Seattle FBI chief: We do not check immigration status
The new head of Seattle’s FBI field office offered some perspective this week on the transition to a Donald Trump administration.
In September, Jay Tabb took over as special agent in charge of the Seattle office. His last post was at FBI headquarters in Quantico, outside of Washington, D.C. But that doesn’t mean he’s eager to talk politics or answer questions about Donald Trump’s proposals on the campaign trail.
Tabb: “Yeah, no, you’re right. I’m not likely to answer that question.”
But Tabb did say there’s no indication that operations will shift under the next president.
That doesn’t mean things won’t change, he said. There’s just no indication.
In his first months here, Tabb said he’s worked to strengthen partnerships in his agency’s counter-terrorism efforts. That includes meeting with many immigrant groups, including Muslims and Somalis.
Tabb: "I am having sit down, face-to-face meetings with affected leadership. Those are one-on-one, with the agreement we’ll have routine meetings so that we can air out problems and differences and concerns from them.”
Tabb also talked about the public’s role in counter-terrorism. He noted incidents when threats were posted on social media but not reported soon enough.
“Someone saw those posts on Facebook. Some citizen saw those posts on Facebook and could have told anyone in law enforcement and potentially the outcome would’ve been different.”
Tabb has worked with the FBI 20 years, much of that time focused on counter-terrorism.
During the briefing, Tabb also reiterated the agency's current policy regarding undocumented immigrants.

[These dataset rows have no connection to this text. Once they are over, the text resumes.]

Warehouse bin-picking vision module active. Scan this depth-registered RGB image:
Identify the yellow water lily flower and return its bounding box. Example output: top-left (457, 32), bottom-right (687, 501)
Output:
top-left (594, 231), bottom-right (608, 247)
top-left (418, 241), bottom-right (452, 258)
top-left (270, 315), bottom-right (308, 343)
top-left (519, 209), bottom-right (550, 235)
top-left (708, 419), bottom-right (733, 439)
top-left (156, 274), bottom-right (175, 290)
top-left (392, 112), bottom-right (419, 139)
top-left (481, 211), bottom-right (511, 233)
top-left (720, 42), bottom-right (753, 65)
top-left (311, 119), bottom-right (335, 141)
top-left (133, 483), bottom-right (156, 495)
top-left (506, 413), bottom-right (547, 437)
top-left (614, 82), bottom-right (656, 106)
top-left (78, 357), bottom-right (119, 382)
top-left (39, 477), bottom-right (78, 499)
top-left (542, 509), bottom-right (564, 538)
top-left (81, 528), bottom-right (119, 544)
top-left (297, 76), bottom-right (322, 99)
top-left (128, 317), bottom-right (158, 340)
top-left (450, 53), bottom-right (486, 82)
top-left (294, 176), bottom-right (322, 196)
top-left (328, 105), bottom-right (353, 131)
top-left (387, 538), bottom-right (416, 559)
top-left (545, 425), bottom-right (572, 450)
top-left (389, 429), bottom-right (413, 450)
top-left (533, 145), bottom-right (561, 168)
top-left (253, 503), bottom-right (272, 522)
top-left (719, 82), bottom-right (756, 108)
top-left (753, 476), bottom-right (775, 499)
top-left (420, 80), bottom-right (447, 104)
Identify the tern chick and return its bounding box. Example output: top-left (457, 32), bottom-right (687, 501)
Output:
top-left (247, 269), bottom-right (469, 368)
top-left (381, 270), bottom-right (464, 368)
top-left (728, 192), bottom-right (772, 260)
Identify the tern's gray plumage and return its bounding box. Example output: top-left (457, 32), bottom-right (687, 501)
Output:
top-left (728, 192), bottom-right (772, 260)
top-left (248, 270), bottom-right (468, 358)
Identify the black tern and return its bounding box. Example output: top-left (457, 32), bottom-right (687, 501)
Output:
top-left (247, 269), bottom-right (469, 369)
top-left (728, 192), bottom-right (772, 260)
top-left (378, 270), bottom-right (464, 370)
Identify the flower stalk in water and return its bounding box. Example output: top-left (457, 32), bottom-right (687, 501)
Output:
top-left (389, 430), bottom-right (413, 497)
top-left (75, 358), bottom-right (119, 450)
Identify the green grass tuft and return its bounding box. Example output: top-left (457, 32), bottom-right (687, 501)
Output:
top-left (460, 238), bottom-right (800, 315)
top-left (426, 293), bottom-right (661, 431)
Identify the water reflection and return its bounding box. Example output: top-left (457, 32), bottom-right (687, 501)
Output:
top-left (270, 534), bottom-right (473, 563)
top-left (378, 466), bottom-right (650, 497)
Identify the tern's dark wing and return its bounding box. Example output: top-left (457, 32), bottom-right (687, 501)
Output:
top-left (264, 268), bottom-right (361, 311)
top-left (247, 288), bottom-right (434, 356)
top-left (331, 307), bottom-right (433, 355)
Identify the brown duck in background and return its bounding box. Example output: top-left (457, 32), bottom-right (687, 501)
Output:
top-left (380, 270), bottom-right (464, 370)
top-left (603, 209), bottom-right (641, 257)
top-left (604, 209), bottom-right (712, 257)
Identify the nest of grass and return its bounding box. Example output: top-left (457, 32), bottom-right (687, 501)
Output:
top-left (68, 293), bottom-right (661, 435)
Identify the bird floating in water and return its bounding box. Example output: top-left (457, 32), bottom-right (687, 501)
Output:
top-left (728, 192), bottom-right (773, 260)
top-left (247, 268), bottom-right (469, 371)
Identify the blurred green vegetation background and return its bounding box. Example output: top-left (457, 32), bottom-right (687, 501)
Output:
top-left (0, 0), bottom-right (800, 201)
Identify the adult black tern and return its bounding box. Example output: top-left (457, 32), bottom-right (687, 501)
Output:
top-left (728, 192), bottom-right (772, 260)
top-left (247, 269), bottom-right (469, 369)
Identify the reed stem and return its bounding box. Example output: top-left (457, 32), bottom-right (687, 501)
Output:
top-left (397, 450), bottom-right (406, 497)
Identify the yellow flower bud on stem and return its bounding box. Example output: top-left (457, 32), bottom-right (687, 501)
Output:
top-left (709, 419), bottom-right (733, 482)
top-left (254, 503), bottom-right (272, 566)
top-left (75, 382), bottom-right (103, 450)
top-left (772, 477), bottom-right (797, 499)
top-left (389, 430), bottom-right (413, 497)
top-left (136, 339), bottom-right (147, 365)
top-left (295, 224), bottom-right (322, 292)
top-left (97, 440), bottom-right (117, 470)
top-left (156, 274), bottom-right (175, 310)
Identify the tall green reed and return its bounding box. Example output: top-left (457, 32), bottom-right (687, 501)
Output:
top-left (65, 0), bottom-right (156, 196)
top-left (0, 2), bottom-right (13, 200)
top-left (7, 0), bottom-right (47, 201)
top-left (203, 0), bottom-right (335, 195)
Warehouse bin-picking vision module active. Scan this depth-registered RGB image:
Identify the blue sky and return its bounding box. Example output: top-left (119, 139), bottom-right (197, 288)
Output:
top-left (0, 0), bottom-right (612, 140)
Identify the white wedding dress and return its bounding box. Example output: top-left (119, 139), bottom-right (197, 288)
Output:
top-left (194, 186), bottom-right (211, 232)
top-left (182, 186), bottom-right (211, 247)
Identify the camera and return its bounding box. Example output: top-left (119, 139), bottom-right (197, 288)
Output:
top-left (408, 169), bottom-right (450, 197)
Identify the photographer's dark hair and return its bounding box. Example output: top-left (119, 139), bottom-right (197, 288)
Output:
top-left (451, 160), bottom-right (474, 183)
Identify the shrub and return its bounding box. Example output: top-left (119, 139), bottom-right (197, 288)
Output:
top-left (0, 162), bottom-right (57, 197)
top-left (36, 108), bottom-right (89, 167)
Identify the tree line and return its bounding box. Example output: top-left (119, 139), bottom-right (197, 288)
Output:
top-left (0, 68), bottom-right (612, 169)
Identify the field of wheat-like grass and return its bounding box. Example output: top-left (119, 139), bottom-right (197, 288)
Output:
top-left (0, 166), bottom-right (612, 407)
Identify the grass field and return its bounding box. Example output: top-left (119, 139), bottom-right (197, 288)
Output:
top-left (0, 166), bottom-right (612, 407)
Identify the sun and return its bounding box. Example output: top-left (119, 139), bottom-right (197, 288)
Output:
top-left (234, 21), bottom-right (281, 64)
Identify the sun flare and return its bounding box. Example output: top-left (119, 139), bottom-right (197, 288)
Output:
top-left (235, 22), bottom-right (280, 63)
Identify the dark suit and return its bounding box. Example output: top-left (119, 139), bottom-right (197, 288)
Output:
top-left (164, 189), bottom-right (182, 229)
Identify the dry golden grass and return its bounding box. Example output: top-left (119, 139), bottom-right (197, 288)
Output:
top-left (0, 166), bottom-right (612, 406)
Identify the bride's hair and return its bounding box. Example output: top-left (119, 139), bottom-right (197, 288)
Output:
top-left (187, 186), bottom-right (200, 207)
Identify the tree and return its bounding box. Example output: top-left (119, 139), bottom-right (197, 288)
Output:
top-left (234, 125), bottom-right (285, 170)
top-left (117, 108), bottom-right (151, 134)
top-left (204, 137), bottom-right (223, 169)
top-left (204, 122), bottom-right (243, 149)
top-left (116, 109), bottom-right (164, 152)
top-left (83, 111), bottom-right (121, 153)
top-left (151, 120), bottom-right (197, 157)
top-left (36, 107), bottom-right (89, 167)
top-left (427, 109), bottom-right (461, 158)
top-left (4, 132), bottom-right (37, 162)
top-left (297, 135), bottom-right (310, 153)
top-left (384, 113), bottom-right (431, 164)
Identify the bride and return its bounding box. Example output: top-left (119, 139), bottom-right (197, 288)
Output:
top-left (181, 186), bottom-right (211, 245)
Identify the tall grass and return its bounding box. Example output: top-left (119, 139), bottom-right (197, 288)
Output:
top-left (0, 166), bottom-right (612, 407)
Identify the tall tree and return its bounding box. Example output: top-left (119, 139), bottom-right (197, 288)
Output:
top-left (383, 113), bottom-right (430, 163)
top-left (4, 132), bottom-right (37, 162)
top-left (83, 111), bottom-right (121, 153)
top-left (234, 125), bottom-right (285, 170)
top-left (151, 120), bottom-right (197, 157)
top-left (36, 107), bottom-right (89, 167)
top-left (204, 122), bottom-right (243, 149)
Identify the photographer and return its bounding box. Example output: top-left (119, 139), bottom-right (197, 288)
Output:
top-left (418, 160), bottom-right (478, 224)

Seattle is considered a sanctuary city, where police are directed to not ask about someone's immigration status.
Tabb said his agency takes a similar approach.
Tabb: “We don’t query other than to run normal checks for wants and warrants. That doesn’t include immigration. It only includes state or federal crimes, if the individual has an active warrant out for their arrest.”
Tabb said it’s premature to speculate how this policy might shift with the new administration.